93. The method of claim 51 wherein said radioisotope is conjugated through a chelating agent conjugated to said antibody.

94. The method of claim 93 wherein said chelating agent is selected from the group consisting of diethylenetriaminepentaacetic acid (DTPA); 1,4,7,10-tetraazacyclododecane-1,4,7,10-tetraacetic acid (DOTA); 1,3-bis[N4N-(2-aminoethyl)-2-aminoethyl]-propane-N,N,N ,N′,N″,N′″,N″″,N″″′-octaacetic acid (LiLo); N-(S-acetylmercaptoacetyl)(p-NCS) phenylalanylglycylglycine ethyl ester; 5,7-dioxo-1,11-(carboxymethyl)-1,4,8,11-tetraazacyclotridecane; 1,4,7,10-tetraazacyclotridecane-N,N,N′,N″,N′″-tetra-acetic acid (TRITA); 1,4,8,11-tetraaxacyclootetra-decane-N, N\N″, N′″-tetraacetic acid (TETA); and

1,5,9,13-tetraazacyclohexa decane-N,N′,N″“,N”“”-tetraacctic acid.

95. The method of claim 51 wherein said drug is a pyrimidine drug.

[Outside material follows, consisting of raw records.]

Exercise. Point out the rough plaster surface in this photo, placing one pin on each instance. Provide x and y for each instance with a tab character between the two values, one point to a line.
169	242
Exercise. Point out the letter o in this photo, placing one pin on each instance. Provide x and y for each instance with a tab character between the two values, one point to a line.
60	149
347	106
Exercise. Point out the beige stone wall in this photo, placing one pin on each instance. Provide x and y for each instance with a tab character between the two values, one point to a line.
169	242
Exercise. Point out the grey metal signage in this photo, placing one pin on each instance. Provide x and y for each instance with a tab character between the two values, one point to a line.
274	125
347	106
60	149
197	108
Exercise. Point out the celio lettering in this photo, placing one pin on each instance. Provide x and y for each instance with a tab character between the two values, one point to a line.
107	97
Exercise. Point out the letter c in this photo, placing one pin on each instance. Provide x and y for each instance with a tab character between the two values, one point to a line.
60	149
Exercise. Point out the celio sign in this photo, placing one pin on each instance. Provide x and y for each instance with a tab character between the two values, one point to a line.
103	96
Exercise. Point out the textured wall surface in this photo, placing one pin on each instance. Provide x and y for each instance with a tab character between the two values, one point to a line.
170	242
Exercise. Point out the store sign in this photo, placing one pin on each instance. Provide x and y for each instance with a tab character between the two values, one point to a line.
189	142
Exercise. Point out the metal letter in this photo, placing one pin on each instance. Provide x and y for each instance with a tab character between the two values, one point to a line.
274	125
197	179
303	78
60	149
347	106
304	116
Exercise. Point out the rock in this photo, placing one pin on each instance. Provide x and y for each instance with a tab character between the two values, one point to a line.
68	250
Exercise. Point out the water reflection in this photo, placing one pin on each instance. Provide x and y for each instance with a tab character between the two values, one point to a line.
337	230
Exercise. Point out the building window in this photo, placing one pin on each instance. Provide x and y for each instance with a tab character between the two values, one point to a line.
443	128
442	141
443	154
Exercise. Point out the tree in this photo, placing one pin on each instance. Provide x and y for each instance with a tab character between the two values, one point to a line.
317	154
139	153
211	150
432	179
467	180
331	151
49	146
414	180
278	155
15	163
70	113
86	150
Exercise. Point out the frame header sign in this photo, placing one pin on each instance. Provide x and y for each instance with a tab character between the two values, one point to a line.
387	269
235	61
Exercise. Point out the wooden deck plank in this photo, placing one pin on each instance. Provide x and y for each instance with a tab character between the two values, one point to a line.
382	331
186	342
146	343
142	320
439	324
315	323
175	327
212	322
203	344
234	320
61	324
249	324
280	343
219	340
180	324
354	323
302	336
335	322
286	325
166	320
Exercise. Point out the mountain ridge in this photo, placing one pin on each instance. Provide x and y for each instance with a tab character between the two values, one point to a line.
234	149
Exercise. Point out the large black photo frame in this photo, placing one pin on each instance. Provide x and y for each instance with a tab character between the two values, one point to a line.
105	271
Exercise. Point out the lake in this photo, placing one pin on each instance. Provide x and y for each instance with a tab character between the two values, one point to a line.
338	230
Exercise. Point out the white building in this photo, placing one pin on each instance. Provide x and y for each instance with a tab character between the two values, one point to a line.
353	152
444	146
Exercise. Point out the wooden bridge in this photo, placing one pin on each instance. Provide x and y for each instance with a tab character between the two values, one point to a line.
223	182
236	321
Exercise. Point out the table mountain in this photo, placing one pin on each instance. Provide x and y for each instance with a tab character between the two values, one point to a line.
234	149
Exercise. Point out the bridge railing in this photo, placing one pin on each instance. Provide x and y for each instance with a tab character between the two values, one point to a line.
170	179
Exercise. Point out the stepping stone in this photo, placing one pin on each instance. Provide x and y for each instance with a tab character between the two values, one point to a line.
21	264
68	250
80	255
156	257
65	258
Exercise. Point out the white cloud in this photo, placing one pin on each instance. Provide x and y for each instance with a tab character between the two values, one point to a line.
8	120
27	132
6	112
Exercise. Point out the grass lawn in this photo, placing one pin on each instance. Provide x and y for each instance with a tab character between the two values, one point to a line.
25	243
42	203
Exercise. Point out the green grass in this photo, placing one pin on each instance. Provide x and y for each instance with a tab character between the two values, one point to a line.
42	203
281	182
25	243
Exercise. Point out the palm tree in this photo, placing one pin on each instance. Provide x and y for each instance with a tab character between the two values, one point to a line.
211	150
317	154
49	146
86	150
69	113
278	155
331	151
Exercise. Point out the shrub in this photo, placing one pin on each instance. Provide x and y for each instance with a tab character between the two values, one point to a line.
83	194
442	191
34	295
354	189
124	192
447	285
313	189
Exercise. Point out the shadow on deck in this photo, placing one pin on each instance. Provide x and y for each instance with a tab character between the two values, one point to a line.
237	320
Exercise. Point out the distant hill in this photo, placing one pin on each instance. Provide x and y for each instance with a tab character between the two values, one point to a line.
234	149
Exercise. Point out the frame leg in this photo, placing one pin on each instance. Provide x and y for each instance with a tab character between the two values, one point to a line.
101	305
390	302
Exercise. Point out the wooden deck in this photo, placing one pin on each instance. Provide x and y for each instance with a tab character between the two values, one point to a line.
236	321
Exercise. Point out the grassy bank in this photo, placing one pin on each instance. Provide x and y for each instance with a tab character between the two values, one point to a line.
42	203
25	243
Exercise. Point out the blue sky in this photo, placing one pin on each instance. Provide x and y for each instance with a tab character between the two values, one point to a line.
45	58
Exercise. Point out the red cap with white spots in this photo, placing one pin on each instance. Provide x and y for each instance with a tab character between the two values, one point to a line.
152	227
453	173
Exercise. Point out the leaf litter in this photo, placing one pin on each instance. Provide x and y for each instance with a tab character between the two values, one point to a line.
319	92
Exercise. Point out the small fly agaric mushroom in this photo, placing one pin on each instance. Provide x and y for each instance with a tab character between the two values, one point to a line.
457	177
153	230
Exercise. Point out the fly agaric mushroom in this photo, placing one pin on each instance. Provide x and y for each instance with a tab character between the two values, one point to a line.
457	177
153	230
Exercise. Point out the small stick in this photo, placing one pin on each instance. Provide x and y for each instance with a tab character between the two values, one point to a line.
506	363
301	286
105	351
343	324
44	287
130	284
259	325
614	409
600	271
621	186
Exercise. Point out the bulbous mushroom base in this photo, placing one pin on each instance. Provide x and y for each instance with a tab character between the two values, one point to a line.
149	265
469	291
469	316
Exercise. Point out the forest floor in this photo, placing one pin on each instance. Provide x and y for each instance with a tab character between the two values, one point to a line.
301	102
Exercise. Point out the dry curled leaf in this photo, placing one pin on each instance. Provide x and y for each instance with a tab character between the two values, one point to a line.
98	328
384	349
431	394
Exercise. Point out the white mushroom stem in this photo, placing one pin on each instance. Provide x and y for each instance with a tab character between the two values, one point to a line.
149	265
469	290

96. The method of claim 95 wherein said pyrimidine drug is selected from the group consisting of fluorouracil, capecitabine, cytarabine, floxuridine and gemcitabine.

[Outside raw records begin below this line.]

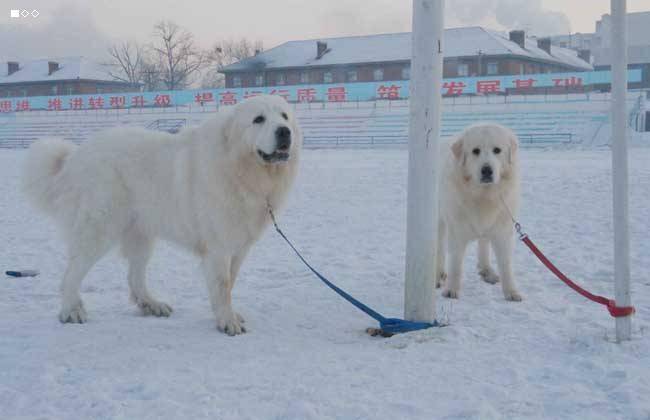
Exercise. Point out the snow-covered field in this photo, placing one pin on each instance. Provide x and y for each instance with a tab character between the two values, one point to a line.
306	355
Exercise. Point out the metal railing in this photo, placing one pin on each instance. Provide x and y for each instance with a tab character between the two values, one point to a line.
528	139
170	125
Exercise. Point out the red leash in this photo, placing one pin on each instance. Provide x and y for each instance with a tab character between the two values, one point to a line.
615	311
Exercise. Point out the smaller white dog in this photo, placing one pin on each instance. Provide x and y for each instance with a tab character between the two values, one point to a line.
480	178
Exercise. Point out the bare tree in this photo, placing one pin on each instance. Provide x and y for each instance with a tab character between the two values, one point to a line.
224	53
151	75
126	61
178	59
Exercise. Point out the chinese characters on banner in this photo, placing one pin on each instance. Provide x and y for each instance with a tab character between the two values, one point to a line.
360	91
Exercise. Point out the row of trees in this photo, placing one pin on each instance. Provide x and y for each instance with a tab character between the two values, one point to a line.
172	60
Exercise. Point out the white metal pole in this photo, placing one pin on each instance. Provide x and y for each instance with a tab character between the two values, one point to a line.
424	130
620	166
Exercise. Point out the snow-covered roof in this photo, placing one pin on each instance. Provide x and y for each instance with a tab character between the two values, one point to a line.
70	68
459	42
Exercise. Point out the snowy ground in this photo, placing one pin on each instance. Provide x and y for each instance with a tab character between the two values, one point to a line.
306	355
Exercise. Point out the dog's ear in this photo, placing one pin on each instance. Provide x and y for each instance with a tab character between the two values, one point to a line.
457	150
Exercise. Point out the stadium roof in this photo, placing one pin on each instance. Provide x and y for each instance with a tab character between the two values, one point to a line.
459	42
70	68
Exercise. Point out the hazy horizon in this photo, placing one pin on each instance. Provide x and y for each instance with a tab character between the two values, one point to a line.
77	27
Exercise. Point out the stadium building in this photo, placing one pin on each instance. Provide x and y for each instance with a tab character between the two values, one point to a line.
469	51
58	76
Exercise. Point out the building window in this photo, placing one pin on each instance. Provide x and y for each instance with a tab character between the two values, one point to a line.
463	70
493	68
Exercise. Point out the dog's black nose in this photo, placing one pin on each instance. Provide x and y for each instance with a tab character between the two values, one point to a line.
486	172
283	138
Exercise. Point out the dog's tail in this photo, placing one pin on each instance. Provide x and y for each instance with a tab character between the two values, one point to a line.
42	179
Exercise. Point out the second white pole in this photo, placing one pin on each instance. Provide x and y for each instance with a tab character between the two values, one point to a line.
424	132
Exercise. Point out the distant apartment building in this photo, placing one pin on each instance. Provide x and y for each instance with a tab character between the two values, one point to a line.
597	45
468	51
58	76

97. The method of claim 52 wherein the fragment is a Fv fragment, a Fab fragment, a bispecific monoclonal antibody, a trispecific monoclonal antibody, a bifunctional antibody, a scFv molecule, a Bis-scFv or a diabody.

98. The method of claim 52 wherein the monoclonal antibody or fragment thereof is attached to the drug.

99. The method of claim 52 wherein said drug is a pyrimidine drug.

100. The method of claim 99 wherein said pyrimidine drug is selected from the group consisting of fluorouracil, capecitabine, cytarabine, floxuridine and gemcitabine.

101. The method of claim 51 wherein the delivering is used to treat pancreatic cancer, Hodgkin's lymphoma, Kaposi's sarcoma or hepatocellular carcinoma.

102. The method of claim 52 wherein the delivering is used to treat pancreatic cancer, Hodgkin's lymphoma, Kaposi's sarcoma or hepatocellular carcinoma.